Big pass. Cute dog...big pass. There are lots of cute dogs though. 250 for a GSD where it 'could' be registered...well...I am sure someone in the business can give you a time amount and cost to register the dog (not that much).

Personally, I try to avoid the 'good deals', especially when they are missing a ton of info on the dog.


----------



## x0emiroxy0x (Nov 29, 2010)

No offense to mix breed owners, but I wanted a purebred german shepherd...not a mix. No, I am not showing or breeding my dog. I wanted a german shepherd because I heard they were the most intelligent dogs and I thought they were beautiful.

Even if the OP only wants a pure bred because of looks, IMHO it isn't anyones business, as long as they understand what they are getting themselves into


----------



## dvsdevelopment (Jul 17, 2011)

Here are some different pictures. Do these change any opinions and/or do you think he is purebred?

Thanks again for the responses.


----------



## Whiteshepherds (Aug 21, 2010)

dvsdevelopment said:


> Here are some different pictures. Do these change any opinions and/or do you think he is purebred?


He sure looks like a purebred but without seeing his papers you can't know for sure. 
If you're wondering how much he's going to change once he matures (and will he still look like a GSD) there's nothing about that dog that looks like another breed. I think he's a nice looking pup.

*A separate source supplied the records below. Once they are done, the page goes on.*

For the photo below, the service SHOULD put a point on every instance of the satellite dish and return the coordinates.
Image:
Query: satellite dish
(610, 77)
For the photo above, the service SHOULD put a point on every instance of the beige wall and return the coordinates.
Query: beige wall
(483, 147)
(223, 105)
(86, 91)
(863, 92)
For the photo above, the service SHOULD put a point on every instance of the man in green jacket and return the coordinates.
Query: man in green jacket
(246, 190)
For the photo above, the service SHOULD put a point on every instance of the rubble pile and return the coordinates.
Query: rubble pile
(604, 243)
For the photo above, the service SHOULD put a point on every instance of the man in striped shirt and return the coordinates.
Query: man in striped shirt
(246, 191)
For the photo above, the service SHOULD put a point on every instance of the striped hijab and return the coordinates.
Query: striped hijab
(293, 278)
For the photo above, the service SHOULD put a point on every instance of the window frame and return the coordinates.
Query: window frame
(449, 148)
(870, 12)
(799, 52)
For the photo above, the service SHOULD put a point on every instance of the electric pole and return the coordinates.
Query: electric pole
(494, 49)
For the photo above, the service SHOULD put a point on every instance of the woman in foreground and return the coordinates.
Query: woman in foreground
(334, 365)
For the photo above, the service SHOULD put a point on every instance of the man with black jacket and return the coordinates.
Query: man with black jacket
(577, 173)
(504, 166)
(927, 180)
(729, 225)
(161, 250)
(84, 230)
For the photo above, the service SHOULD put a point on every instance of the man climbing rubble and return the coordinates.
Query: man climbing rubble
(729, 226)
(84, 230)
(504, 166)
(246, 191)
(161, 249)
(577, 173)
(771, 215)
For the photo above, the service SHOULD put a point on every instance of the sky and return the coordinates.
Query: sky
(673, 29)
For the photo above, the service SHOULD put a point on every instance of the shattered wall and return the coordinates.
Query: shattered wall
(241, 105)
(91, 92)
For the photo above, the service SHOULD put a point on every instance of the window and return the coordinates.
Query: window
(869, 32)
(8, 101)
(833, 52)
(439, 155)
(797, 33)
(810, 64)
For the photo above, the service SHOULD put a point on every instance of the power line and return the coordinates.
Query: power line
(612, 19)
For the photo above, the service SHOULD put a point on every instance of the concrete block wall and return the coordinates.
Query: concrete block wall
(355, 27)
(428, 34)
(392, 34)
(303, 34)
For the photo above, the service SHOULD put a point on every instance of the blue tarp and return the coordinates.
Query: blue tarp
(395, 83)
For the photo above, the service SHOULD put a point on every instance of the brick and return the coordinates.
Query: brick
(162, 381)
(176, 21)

How's his temperament and are you sure he's healthy?


----------



## dvsdevelopment (Jul 17, 2011)

He is healthy and super mellow and confident.


----------



## selzer (May 7, 2005)

Do they have the name of the breeder, can you call the breeder and ask for sire and dam's name/info. The pup looks lie a nice pup. $250 is a deal IF you can get the papers by making a deal with the breeder. Maybe you can if you have her information.


----------



## dvsdevelopment (Jul 17, 2011)

There lies the problem. They have no breeder contact information anymore...otherwise this would be a steal of a deal.


----------



## KSdogowner (Jun 22, 2011)

dvsdevelopment said:


> There lies the problem. They have no breeder contact information anymore...otherwise this would be a steal of a deal.


That's strange. How can somebody not remember the person they bought the dog from? Seems somewhat suspicious to me IMHO.


----------



## dvsdevelopment (Jul 17, 2011)

Exactly


----------



## Freestep (May 1, 2011)

He does look like a purebred to me, and furthermore, he has this very endearing quality about him... I can't put my finger on it, but looking at his face, he looks like an "old soul." I would find him difficult to resist.

I just have a hard time understanding why his current owner should receive $250 for him. No papers, not even background information? I would dig deeper and see what you can find out about him... I mean, for all we know, they could have found this dog at the pound for $40 and are trying to make a profit from him.


----------



## WarrantsWifey (Dec 18, 2010)

Do they remember the state they got the dog from, the city? That should narrow down the search a bit, with the age, gender and the name of the buyers, you MIGHT be able to track down a breeder who has record of who they sold it, thats IF they bought the GSD from a reputable breeder. 

Sure looks PB to me. I'd be adopting that dog if I had room, what a LOOKER!!! :wub:


----------



## dvsdevelopment (Jul 17, 2011)

WarrantsWifey said:


> Do they remember the state they got the dog from, the city? That should narrow down the search a bit, with the age, gender and the name of the buyers, you MIGHT be able to track down a breeder who has record of who they sold it, thats IF they bought the GSD from a reputable breeder.
> 
> Sure looks PB to me. I'd be adopting that dog if I had room, what a LOOKER!!! :wub:


I just got a name, city, general location and the information they could remember about him. After a quick search (gotta love the internets) I think I've found the guy. I mean, there was only one guy listed with that name on whitepages in the whole country and it just so happened to be in that city; then a google search of that phone number brought back a german shepherd breeder and his website. It would be one heck of a coincidence if it wasn't him. lol.

I sent off an email, I'll see what I get back.


----------



## marshies (May 18, 2011)

If the breeder contact goes anywhere, this would be a great looking dog to add to your family. 
Such a pretty face.


----------



## wildo (Jul 27, 2006)

What a beautiful pup! Wow- I hope you get good news from the breeder... By chance, does DVS stand for Digital Voice Systems, Inc in Massachusetts?


----------



## dvsdevelopment (Jul 17, 2011)

No good news from the breeder. Seems as if his breeding "stock" are all pets owned by him. They may be nice dogs but there is no real breeding program as far as I can tell, just a guy breeding his dogs because he wants to. He also wouldn't give any info on the pups parents...he states us doesn't give out pedigree info so as to prevent byb from using his dogs for breeding.


----------



## CelticGlory (Jan 19, 2006)

Wow, that is totally false!! He is a byb I hate when they lie like that. Poor puppies and poor parents.


----------